Caminhei e dei uma volta na quadra afim de reconhecimento. Na verdade, eu quis apenas caminhar, pegar sol na cara, talvez comprar o jornal, não sei ao certo. Saí parcialmente sem rumo, aguardando algo novo que sei que não aconteceria. Eu não sabia o que fazer com essa felicidade que caiu no meu colo pela manhã. Me senti bobo, coisa de guri com a primeira namorada.

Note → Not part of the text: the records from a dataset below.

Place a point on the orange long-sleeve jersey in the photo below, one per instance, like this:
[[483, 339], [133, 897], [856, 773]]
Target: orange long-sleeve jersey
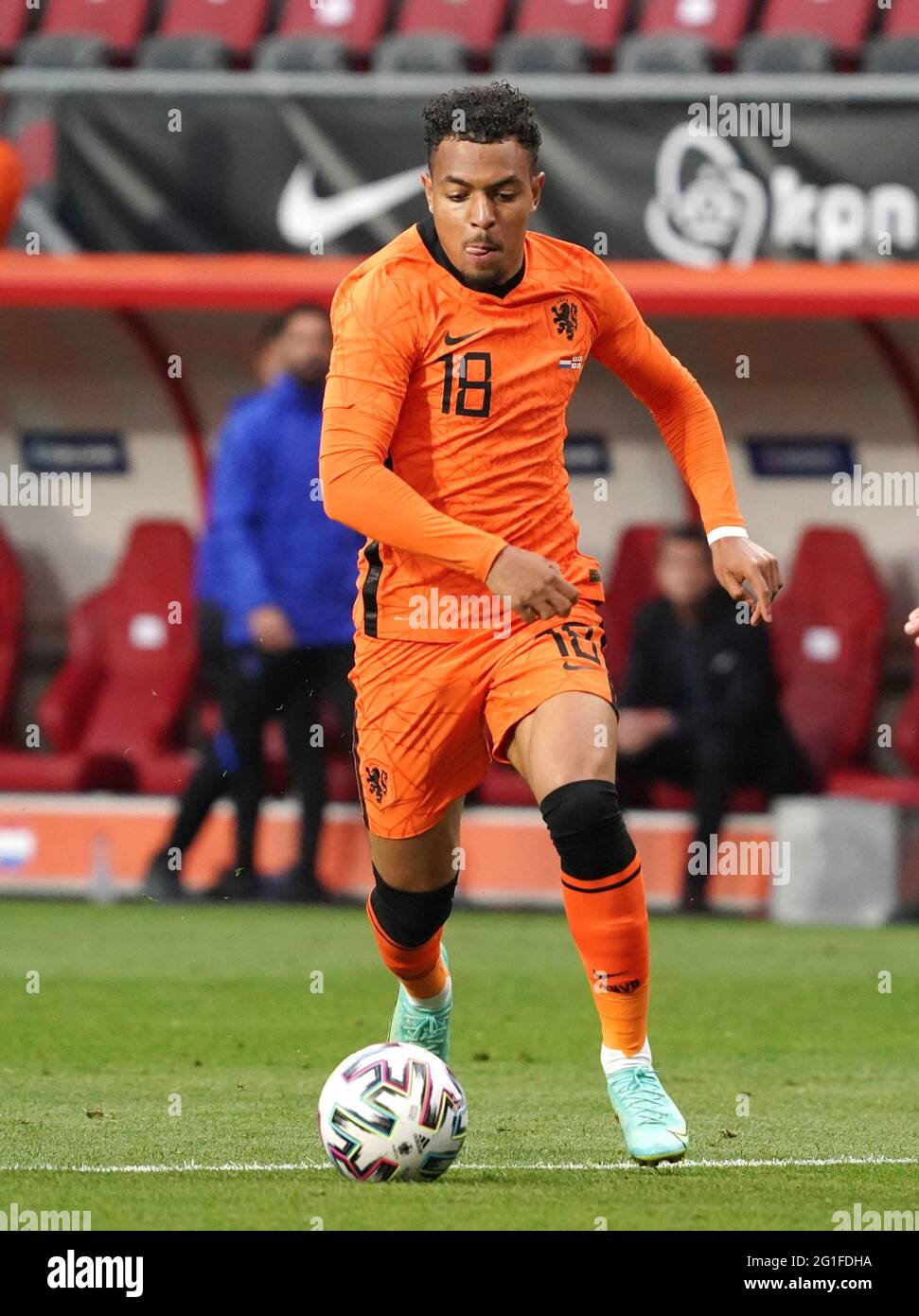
[[445, 420]]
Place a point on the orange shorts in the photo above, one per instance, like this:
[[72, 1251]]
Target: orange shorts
[[430, 718]]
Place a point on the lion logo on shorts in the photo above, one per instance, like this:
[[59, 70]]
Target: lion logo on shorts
[[378, 779]]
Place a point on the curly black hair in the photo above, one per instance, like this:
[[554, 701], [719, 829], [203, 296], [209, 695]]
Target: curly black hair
[[489, 114]]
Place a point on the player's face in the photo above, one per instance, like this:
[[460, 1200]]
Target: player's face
[[684, 573], [303, 347], [482, 198]]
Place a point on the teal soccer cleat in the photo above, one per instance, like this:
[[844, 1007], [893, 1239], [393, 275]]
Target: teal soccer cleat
[[652, 1127], [428, 1028]]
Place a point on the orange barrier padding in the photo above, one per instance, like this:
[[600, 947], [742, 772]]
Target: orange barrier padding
[[803, 290], [95, 844]]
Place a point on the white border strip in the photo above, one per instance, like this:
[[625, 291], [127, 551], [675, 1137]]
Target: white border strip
[[256, 1167]]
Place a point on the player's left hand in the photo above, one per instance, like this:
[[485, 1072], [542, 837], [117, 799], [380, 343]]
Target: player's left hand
[[736, 560], [911, 627]]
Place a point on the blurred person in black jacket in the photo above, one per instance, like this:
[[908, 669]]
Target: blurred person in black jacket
[[699, 705]]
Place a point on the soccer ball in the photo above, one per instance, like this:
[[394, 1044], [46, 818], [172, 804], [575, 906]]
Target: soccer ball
[[392, 1111]]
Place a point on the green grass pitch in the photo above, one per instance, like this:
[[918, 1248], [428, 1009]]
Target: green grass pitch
[[139, 1005]]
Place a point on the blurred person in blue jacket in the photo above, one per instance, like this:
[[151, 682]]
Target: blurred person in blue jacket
[[281, 578]]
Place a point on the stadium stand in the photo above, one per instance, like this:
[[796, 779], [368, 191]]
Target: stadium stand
[[628, 586], [784, 54], [477, 23], [827, 648], [357, 27], [902, 20], [719, 23], [63, 51], [663, 53], [892, 54], [12, 591], [451, 36], [843, 23], [595, 27], [421, 53], [199, 34], [540, 54], [13, 21], [115, 707], [118, 23]]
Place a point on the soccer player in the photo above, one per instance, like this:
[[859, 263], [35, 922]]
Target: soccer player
[[456, 349]]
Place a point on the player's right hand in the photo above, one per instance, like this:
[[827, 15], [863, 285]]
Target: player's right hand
[[534, 584], [270, 630]]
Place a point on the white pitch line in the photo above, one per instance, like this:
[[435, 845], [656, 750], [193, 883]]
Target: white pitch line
[[256, 1167]]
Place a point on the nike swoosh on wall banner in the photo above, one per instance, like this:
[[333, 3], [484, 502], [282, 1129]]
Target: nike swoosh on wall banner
[[303, 216]]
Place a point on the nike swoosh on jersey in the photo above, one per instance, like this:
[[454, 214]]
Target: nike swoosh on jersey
[[303, 216]]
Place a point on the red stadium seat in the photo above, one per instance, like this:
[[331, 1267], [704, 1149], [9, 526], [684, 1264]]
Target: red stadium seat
[[597, 27], [827, 648], [630, 584], [62, 712], [13, 20], [357, 26], [149, 661], [237, 24], [477, 23], [37, 145], [906, 729], [112, 712], [719, 23], [10, 627], [120, 23], [841, 23], [902, 20]]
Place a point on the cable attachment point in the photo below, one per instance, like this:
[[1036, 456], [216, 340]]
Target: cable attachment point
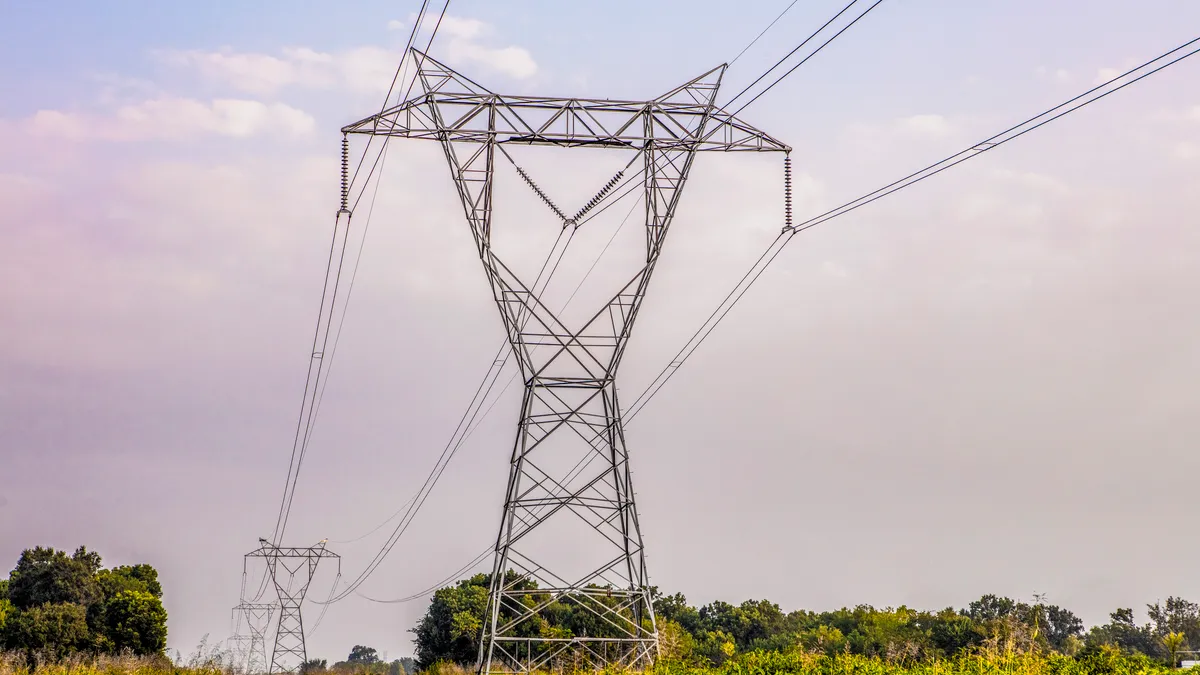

Lembrei de Abigail nua no banheiro. Maliciei com a cena e logo senti o incômodo da ereção. Fui caminhando em direção ao muro de uma grande loja que não estava aberta e sem cerimonia ajeitei meu pênis na cueca. Há tantas desvantagens femininas – mestruação, tpm, gravidez, etc – mas são males que as afligem com horários, elas tem a oportunidade de prevenirem. Eis aqui a desvantagem masculina: a ereção. Primeiramente porque quando ela acontece, é notável – alguns mais, outros menos – é espontânea e nem sempre acontece por excitação. Lembro que Abigail adorava me constranger em público quanto a isso: beijava-me os lóbulos da orelha, pescoço, passava a mão na minha virilha somente para vê-lo crescer. Logo após alcançar o objetivo, me deixava literalmente na mão. Ela ria do meu constrangimento mas a verdade é que isso era uma injeção em sua autoestima. E eu me virava como podia, colocando moletons na cintura, andar meio incurvado – o que mais tornava óbvio do que disfarçava, mas eu não percebia – e quando a situação permitia, me masturbava.

- Porque voce gosta de fazer isso comigo? Perguntava eu, entre a ingenuidade e a safadeza, no auge dos 17 anos.

- Porque gosto de te deixar querendo mais...Respondia, com o riso mais sacana que já vi na vida. Quando ela ria daquela forma, eu sabia: game over, Francisco. O jogo acabou, pelo menos para ela. E ainda complementava:

- Adoro essa carinha de cachorro pidão....e me beijava, e muitas vezes recomeçava o processo, o que eu adorava e odiava ao mesmo tempo, brincadeira que me enlouquecia e me mostrava a realidade: é ela quem comanda nossa relação. Eu obedeço e cedo. Ela inciava e finalizava. E eu que me contentasse. E eu sempre me contento...

O sol que prometia um calor massante foi logo se apagando, como uma lanterna com pilha fraca. Olho para o céu: nuvens carregadas e sinto a premeditação do vento forte que virá.

Temporal. Preciso ir para casa. Me apresso e passo por uma banca de revista que não vi quando realizei o percurso de ida. Há 20 metros do edifício onde, apartir de ontem, comecei a morar, compro o jornal e vejo a data: 27 de outubro. Primeiro dia de escorpião, começo do meu inferno astral.

Assim como tarô, búzios e simpatias, nunca acreditei em horóscopo. Mas conheci alguém que acreditava e absorvi desta mulher alguns fragmentos dessa ciencia. Ela é de escorpiao.

- Sou seu inferno astral, que pena né? Foi uma das primeiras frases que ouvi-la dizer.